In abstract, alternating R-DA-EDOCH/R-DHAP inductive remedy confirmed spectacular efficacy and favorable tolerability in younger untreated sufferers with MCL on this potential examine. Beneath intensive remedy, sufferers confirmed a big enhance within the price of deep remission and MRD-negative standing. Intensive remedy based mostly on a excessive dose of cytarabine and repeatedly administered EDOCH might partially overcome the hostile prognostic results of high-risk components similar to excessive MIPI danger, excessive Ki-67, and MYC abnormalities. Nevertheless, this therapy can’t absolutely overcome the damaging results of blastoid pathological subtypes and TP53 mutations. Mixture remedy with focused medicine is critical to supply sufferers with further survival advantages. The alternating R-DA-EDOCH/R-DHAP routine presents a compelling induction alternative for younger sufferers with MCL, notably for these with excessive tumor proliferative exercise.

Writer contributions

Conceived and designed the evaluation: Yi Wang, Yuting Yan, Lugui Qiu, Dehui Zou, Shuhua Yi.

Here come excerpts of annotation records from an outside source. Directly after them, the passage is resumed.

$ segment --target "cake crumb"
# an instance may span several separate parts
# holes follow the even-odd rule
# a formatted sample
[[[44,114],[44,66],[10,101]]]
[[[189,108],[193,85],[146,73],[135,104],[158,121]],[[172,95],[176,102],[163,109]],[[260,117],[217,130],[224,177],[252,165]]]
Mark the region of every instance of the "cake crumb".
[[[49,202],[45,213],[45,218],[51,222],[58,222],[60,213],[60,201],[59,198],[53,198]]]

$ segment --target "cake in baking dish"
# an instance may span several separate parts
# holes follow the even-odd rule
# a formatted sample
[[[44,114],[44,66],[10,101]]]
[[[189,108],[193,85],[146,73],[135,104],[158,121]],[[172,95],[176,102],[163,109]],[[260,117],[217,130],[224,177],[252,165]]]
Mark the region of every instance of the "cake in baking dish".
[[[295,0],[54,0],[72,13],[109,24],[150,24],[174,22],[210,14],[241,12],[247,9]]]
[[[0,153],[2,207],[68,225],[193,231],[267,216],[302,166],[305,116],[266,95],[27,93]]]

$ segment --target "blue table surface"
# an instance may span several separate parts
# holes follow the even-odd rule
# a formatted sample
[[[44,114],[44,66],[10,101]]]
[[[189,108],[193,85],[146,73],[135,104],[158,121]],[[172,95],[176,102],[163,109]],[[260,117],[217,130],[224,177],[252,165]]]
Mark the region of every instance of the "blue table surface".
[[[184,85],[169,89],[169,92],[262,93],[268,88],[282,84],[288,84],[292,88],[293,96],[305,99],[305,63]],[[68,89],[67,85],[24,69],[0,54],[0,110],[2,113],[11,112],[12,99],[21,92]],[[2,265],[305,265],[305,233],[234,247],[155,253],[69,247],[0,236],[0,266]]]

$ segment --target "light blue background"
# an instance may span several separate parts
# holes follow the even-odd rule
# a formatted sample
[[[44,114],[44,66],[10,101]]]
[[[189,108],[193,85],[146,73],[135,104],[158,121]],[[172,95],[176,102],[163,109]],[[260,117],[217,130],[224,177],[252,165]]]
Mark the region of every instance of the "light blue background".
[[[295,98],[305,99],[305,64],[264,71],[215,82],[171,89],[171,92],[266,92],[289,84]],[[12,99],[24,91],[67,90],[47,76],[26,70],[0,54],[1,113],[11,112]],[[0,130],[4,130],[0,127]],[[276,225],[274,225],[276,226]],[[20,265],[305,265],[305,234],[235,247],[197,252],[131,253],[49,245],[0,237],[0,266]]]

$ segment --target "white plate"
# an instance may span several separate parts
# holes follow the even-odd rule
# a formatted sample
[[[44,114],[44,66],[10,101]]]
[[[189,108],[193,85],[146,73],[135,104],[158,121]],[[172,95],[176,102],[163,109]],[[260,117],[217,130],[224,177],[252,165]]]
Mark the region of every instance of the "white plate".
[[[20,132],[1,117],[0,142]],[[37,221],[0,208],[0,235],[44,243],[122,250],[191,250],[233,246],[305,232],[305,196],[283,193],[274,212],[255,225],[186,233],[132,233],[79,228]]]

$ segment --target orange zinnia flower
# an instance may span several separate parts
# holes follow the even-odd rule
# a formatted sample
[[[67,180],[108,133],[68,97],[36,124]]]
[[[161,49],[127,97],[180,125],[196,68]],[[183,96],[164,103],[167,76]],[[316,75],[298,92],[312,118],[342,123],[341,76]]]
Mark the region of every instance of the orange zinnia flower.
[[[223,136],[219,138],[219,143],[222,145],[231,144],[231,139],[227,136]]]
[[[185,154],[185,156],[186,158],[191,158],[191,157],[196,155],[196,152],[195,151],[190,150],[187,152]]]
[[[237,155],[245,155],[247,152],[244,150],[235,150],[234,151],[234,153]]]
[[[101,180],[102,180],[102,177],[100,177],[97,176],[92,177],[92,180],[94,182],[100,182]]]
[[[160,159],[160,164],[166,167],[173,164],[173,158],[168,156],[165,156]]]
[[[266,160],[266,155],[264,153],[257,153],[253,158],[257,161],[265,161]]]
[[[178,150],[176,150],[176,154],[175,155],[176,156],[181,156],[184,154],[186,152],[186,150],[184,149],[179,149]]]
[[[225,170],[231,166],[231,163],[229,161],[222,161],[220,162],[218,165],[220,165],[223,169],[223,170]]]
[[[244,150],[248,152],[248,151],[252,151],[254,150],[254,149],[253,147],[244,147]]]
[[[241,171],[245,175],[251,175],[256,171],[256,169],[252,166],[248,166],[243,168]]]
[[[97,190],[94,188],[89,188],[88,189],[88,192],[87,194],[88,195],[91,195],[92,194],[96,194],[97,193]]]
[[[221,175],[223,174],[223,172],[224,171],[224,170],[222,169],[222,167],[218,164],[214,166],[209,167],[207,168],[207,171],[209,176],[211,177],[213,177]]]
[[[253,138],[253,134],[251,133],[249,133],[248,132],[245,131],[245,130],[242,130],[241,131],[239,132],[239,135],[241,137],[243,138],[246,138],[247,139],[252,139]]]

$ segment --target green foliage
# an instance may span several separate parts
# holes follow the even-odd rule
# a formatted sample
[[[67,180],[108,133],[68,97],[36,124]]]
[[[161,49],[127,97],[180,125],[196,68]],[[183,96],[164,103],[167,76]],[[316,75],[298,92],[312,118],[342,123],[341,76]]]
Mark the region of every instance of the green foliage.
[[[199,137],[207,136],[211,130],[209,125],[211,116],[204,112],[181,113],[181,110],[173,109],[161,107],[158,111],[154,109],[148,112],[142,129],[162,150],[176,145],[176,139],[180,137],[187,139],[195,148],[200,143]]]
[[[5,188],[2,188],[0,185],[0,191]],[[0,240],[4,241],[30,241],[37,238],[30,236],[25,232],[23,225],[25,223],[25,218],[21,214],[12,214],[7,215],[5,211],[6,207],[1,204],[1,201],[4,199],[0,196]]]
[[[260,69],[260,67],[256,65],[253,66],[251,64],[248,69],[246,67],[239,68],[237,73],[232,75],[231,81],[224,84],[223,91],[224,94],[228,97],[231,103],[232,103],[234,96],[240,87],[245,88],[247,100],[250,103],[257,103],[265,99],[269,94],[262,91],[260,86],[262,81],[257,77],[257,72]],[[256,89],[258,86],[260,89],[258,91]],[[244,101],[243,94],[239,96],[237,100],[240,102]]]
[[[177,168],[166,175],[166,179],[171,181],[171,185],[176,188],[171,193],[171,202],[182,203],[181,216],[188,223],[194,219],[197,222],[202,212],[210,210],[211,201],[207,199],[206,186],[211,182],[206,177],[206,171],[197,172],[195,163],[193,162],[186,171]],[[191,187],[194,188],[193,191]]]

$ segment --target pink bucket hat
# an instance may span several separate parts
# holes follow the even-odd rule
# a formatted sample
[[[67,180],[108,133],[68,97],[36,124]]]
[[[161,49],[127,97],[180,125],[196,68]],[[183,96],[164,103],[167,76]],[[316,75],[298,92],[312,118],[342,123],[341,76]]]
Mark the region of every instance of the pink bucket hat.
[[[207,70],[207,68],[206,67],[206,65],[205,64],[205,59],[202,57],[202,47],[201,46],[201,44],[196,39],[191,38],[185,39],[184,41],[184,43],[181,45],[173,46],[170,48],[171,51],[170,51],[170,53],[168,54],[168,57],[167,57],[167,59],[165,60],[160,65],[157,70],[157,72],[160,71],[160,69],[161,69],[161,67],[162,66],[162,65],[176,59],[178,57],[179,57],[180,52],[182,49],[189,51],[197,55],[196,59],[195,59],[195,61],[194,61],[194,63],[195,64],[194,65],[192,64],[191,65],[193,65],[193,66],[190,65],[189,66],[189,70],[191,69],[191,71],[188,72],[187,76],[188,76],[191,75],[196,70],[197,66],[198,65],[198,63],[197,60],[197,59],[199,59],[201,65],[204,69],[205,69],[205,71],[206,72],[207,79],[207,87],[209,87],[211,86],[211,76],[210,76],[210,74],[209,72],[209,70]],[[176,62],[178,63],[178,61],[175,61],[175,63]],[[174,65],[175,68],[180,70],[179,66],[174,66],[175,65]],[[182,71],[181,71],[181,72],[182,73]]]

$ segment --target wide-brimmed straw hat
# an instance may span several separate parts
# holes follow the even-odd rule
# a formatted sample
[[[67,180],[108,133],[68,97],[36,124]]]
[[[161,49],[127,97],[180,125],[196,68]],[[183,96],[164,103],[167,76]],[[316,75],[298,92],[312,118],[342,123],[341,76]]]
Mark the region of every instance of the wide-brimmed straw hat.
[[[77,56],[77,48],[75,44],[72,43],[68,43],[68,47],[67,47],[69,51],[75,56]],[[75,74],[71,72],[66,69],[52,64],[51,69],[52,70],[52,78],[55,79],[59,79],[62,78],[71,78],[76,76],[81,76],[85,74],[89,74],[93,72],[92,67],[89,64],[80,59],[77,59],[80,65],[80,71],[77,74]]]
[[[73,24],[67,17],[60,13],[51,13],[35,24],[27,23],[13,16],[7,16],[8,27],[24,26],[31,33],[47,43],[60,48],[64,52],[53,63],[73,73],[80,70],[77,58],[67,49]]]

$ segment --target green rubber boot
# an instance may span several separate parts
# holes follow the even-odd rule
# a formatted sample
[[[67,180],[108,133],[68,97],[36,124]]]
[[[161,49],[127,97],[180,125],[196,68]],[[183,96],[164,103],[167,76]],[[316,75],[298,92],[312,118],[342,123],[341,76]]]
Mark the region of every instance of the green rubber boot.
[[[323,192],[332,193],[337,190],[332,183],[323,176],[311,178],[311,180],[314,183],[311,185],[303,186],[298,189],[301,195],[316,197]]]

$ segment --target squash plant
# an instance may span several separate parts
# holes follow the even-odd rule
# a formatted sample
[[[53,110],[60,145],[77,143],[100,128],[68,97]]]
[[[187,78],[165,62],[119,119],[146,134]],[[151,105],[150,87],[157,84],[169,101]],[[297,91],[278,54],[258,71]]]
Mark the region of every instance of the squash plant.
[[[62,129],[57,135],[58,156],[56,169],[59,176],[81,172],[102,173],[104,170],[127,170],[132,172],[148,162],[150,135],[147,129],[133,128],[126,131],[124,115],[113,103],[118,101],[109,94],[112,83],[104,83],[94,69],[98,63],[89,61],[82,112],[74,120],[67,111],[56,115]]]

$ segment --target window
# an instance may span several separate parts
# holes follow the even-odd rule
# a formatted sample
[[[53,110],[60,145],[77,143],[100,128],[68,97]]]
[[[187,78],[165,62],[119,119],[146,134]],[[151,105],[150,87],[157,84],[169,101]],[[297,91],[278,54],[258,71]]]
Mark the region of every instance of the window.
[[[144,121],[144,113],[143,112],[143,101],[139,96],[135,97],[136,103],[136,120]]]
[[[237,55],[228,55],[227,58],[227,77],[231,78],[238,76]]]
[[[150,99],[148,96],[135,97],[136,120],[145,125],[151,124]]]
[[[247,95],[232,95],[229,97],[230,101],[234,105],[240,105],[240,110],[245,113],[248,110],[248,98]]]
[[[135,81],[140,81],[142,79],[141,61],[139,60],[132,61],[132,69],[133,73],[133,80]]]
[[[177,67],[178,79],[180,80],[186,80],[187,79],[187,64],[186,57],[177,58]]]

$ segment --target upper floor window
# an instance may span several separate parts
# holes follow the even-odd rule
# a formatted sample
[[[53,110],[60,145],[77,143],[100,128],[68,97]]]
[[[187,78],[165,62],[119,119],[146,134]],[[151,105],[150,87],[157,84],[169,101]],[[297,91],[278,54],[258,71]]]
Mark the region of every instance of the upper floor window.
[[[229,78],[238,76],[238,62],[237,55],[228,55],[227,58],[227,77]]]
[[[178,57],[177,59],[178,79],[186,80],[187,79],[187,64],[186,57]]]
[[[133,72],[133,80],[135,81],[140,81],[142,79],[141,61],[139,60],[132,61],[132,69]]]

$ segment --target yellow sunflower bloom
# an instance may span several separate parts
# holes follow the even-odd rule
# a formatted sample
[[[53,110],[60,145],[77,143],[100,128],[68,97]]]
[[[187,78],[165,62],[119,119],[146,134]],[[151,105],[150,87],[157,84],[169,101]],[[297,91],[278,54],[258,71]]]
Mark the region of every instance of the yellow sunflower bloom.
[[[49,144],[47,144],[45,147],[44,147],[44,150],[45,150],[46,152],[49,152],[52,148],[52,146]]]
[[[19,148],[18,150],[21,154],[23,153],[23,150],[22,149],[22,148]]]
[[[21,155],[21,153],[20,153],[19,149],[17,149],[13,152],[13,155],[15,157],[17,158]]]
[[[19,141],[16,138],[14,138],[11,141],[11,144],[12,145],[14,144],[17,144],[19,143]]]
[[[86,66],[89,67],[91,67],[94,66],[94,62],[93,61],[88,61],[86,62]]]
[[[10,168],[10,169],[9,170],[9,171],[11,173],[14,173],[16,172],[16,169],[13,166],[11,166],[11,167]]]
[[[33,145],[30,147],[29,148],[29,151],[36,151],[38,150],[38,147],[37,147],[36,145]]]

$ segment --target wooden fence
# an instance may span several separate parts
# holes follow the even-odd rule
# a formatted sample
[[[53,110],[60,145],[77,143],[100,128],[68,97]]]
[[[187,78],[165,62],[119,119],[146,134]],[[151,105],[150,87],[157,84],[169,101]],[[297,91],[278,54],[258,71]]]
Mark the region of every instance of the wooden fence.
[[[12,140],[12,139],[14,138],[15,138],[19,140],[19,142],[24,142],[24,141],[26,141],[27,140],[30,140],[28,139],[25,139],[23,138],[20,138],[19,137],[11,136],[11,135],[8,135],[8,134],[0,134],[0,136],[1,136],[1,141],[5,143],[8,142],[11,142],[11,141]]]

Collected the information: Yi Wang, Dandan Shan, Jiawen Chen.

Contributed information or evaluation instruments: Yi Wang, Yuting Yan, Wei Liu, Tingyu Wang, Gang An, Weiwei Sui, Wenyang Huang, Wenjie Xiong, Huimin Liu, Qi Solar, Huijun Wang, Zhijian Xiao, Jianxiang Wang, Lugui Qiu, Dehui Zou, Shuhua Yi.

Carried out the evaluation: Yi Wang, Yuting Yan.

Wrote the paper: Yi Wang, Yuting Yan, Shuhua Yi.